Educação Emancipadora
Para podermos tentar esclarecer como seria um sujeito emancipado, citaremos Arroyo quando argumenta o papel da educação sendo a formação do verdadeiro significado de cidadania, diferente desse conceito atual equivocadamente interpretado e gerando toda a lógica do capital em torno da cidadania. Na educação, o que Arroyo quis dizer é que:
Só uma visão crítica do progresso capitalista e de suas formas sofisticadas de exploração e embrutecimento, nos permitirá equacionar devidamente os limites reais impostos por esse progresso à participação e à cidadania e nos mostrará a utopia pedagógica. (2005, p. 10)
O papel da educação nada mais seria que formar cidadãos, porém cidadãos críticos, capazes de modificar essa ordem social aparentemente estabelecida, que tenham consciência de seus direitos e deveres. Segundo Giroux, para que a educação se torne emancipatória deve:
começar com o pressuposto de que seu principal objetivo não é ajustar os alunos a sociedade existente; ao invés disso, sua finalidade primária deve ser estimular suas paixões, imaginação e intelecto, de forma com que eles sejam compelidos a desafiar as forças sociais, políticas e econômicas, que oprimem tão pesadamente suas vidas. Em outras palavras, os alunos devem ser educados para demonstrar coragem cívica, isto é, uma disposição para agir, como se de fato vivessem em uma sociedade democrática. (1986, p. 262)

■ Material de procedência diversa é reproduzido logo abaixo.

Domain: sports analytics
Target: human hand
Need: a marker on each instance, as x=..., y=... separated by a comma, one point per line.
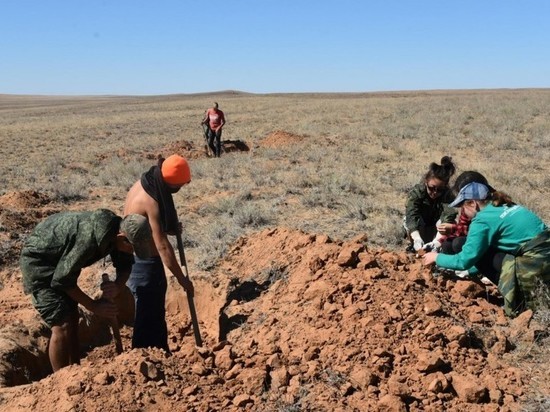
x=445, y=228
x=418, y=244
x=429, y=258
x=104, y=308
x=432, y=246
x=417, y=240
x=109, y=290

Uma educação em um caráter emancipador é fundamental para atingirmos esse horizonte. Mas de que forma seria essa educação emancipadora? Não procuraremos aprofundar em assuntos metodológicos, mas iremos mostrar algumas possibilidades fundamentais dessa educação articulando com a Educação Física, disciplina específica no tema proposto.

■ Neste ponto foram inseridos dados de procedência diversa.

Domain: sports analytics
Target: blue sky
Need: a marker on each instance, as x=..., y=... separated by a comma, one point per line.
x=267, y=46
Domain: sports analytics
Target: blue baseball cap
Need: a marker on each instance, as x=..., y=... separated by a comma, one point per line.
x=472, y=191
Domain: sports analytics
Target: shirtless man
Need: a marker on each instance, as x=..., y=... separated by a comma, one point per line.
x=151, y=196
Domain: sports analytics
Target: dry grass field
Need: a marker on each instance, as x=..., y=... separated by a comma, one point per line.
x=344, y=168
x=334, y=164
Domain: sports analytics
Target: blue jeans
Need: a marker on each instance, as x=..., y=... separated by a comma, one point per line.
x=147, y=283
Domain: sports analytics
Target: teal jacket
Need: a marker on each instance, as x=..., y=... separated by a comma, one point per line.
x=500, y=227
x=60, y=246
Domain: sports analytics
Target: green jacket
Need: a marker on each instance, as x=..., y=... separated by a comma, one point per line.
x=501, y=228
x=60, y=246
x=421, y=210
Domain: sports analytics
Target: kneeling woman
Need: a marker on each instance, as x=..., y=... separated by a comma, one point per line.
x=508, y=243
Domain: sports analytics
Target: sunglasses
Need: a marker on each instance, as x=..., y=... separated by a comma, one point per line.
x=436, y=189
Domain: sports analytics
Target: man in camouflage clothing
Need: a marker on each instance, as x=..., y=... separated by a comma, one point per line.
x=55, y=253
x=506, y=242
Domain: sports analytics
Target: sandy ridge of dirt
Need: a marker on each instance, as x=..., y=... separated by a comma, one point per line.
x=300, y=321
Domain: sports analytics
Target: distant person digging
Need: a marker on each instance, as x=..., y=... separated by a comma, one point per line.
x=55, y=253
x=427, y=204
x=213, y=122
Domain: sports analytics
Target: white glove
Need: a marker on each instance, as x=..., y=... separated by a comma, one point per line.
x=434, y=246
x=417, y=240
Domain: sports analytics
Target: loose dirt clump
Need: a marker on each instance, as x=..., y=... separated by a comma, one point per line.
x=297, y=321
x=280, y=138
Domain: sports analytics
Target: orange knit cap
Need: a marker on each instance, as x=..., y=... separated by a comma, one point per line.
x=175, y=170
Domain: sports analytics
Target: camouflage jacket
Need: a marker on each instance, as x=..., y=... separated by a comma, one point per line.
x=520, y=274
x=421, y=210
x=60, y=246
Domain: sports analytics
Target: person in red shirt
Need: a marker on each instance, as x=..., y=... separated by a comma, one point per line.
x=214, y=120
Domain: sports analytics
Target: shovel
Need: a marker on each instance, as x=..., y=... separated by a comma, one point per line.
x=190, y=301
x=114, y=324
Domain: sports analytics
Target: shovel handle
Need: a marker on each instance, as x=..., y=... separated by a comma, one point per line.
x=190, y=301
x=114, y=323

É necessário antes de tudo, entender a educação pela sua natureza essencial para podermos compreender corretamente o porquê do seu surgimento e qual a sua função no processo de emancipação humana. Nesse processo não se trata apenas de entender e apossar daquilo que está pronto, mas sim, de entender aquilo que está pronto e modificá-lo, recriá-lo e renová-lo, ou seja, a apropriação ativa desse processo, mas de forma ontológica, entre subjetividade e objetividade, sendo que esta última é o momento determinante. O papel fundamental da atividade educativa é a apropriação dos valores, conhecimentos, habilidades, comportamentos e etc., que constituem todo o patrimônio da história da humanidade a fim da autoconstrução dos indivíduos como indivíduos genuinamente humanos. Porém é preciso estar esclarecido quanto a esse conjunto de relações, articulações e dependências expostas para o indivíduo no seu contexto social. Para Kunz (2006) o esclarecimento é fundamental para emancipar o ser humano e afirma “Maioridade ou emancipação devem ser colocados como tarefa fundamental da educação. Isso implica, principalmente, um processo de esclarecimento racional e se estabelece num processo comunicativo” (2006, p. 32).
Discutiremos agora, de forma superficial, a história da educação física para que possamos dar continuidade ao assunto.
No final do século XVIII e início do século XIX os exercícios físicos eram tratados como de extrema importância para a construção da sociedade capitalista. Esses exercícios físicos eram demonstrados através das lutas, danças, ginásticas e jogos. Naquela época quem praticava exercício físico era visto como pessoa saudável, robusta, disposta. Como em uma sociedade capitalista os homens vendem sua força de trabalho, naquela época isso era determinado nessa sociedade que acaba de nascer, a grande maioria dispunha da sua força de trabalho para construir riquezas para a classe privada. Os exercícios físicos então tinham um papel fundamental para a manutenção dessa nova sociedade, pois se tratava de uma espécie de “remédio” para os trabalhadores da época, pois em seus serviços pesados e muito explorados, os homens necessitavam de corpos mais fortes, resistentes, que torna os exercícios físicos sinônimo de saúde. (COLETIVO DE AUTORES, 1992).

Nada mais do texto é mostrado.